Question

Initially, the switch is open for a long time and capacitors are uncharged. If it is closed at $t=0$ ,then

• A. The battery supplies power after switch is closed
• B. When the capacitors are fully charged, work done by the battery is $9\mu J$
• C. A long time after switch is closed, the heat generated in the circuit is $9\mu J$
• D. The ratio of energy stored in capacitor 'A' before and after the switch is closed is 1:1.

Answer 1

Answer: (A), (B), (D)

The correct options are
A The battery supplies power after switch is closed
B When the capacitors are fully charged, work done by the battery is $9\mu J$
D The ratio of energy stored in capacitor 'A' before and after the switch is closed is 1:1.
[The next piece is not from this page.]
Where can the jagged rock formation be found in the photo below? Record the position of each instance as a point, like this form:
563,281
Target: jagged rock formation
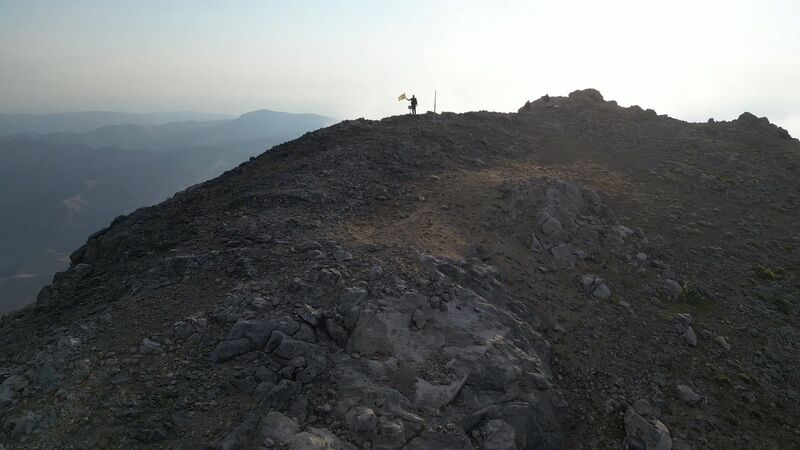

1) When 'S' is open, charge in the circuit = $6\mu C$
When 'S' is closed, total capacitance = $3\mu F$
Total charge = $9\mu C$
Charge supplied by battery is $\Delta q=3\mu C$ $\text{Work done by battery,}{W}_B=3\times 3=9\mu V$
Initially energy stored in capacitor $U_i=\frac{1}{2}\times 2\times 3^2=9\mu J$
After a long time, energy stored in system
$U_f=\frac{1}{2}\left(3\right)3^2=\frac{27}{2}\mu J$
Using first law of thermodynamics, heat generated = $W_B+U_i-U_f=9+9-\frac{27}{2}=\frac{36-27}{2}=\frac{9}{2}\mu J$
The potential difference across the capacitor 'A' does not change.
Hence, the energy stored remains the same.